HONOLULU — City Council members are upset over the refusal by Mayor Jeremy Harris’ administration to discuss allegations that city officials have mismanaged construction at Central Oahu Regional Park.

Kelly Saunders, a project manager with the Department of Design and construction, made the allegations of fraud and waste in interviews with KITV-4 last month.

An investigation by the Star-Bulletin also shows that the project has incurred high cost overruns.

Rae Loui, the city’s director of design and construction, said attorneys with the corporation counsel’s office have told her not to answer any questions pertaining to “design, construction and any of the other allegations posed by Ms. Saunders” because they are being investigated.

Deputy Corporation Counsel Paul Tsukiyama said that while there is no gag order, questioning by the Council could frustrate an ongoing investigation into personnel matters.
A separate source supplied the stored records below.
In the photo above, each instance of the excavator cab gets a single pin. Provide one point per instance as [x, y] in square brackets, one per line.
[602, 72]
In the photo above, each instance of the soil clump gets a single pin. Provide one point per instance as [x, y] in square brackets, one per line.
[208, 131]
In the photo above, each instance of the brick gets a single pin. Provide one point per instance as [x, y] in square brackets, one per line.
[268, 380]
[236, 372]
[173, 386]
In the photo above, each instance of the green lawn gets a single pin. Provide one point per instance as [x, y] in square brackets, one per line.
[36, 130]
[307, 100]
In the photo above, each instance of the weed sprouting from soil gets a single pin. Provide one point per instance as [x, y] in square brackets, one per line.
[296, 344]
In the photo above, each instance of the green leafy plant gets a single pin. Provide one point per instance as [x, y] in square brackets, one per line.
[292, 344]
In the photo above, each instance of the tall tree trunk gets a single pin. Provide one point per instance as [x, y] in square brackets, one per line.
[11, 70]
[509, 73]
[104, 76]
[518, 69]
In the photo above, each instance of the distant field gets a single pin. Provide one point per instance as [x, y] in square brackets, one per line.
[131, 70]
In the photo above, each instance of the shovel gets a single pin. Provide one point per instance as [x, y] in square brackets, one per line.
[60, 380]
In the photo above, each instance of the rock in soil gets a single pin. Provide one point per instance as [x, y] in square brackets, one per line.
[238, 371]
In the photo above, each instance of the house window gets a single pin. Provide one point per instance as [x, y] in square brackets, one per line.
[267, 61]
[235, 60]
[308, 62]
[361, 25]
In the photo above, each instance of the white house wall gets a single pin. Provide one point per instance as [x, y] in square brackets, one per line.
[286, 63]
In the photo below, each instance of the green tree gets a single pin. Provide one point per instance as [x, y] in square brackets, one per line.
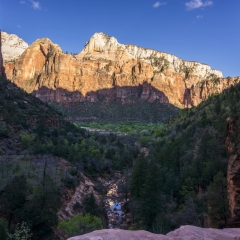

“I’m really baffled as to why the administration seems to be stonewalling,” Councilman Duke Bainum said. “This has nothing to do with personnel matters.”

City attorneys, Bainum said, this week tried to dissuade him and colleagues from having Saunders speak at yesterday’s meeting. But both prosecutors and police investigators assured him they had no problem with the Council inquiring about management and construction issues, he said.

“The last time I heard this was the Ewa Villages scandal,” Bainum said of the administration’s silence. “That’s a bad habit to repeat.”

Councilman John Henry Felix asked Tsukiyama if the administration were willing to discuss the matter behind closed doors. Tsukiyama said he did not believe the intended purpose would fall into the allowable reasons for holding an executive session.

Councilwoman Ann Kobayashi called the administration’s actions “very surprising, very disappointing.”

Bainum later said he is considering drawing up a resolution invoking the Council’s subpoena and investigative powers to get the administration to discuss the issue.

Saunders did not speak, but Thomas Grande, her attorney, said that she was removed from her position and then suspended “when her complaints about improper workmanship at the Central Oahu Regional Park were ignored.”

Records examined by the Star-Bulletin show that both consultant and construction contracts tied to Central Oahu Regional Park have incurred serious overruns:

  • A consultant contract with engineering firm SSFM International was amended three times and is now up to more than $2.5 million from the original $932.675 amount.
  • A separate consultant contract with Walters, Kimura, Motoda Inc., a landscape architecture firm, has risen to $1.95 million after three change orders from the initial $512,425.
  • Construction on Phase 1 of the project, awarded to Dick Pacific Construction and opened last year, jumped to $20.1 million, a nearly 22.7 percent increase.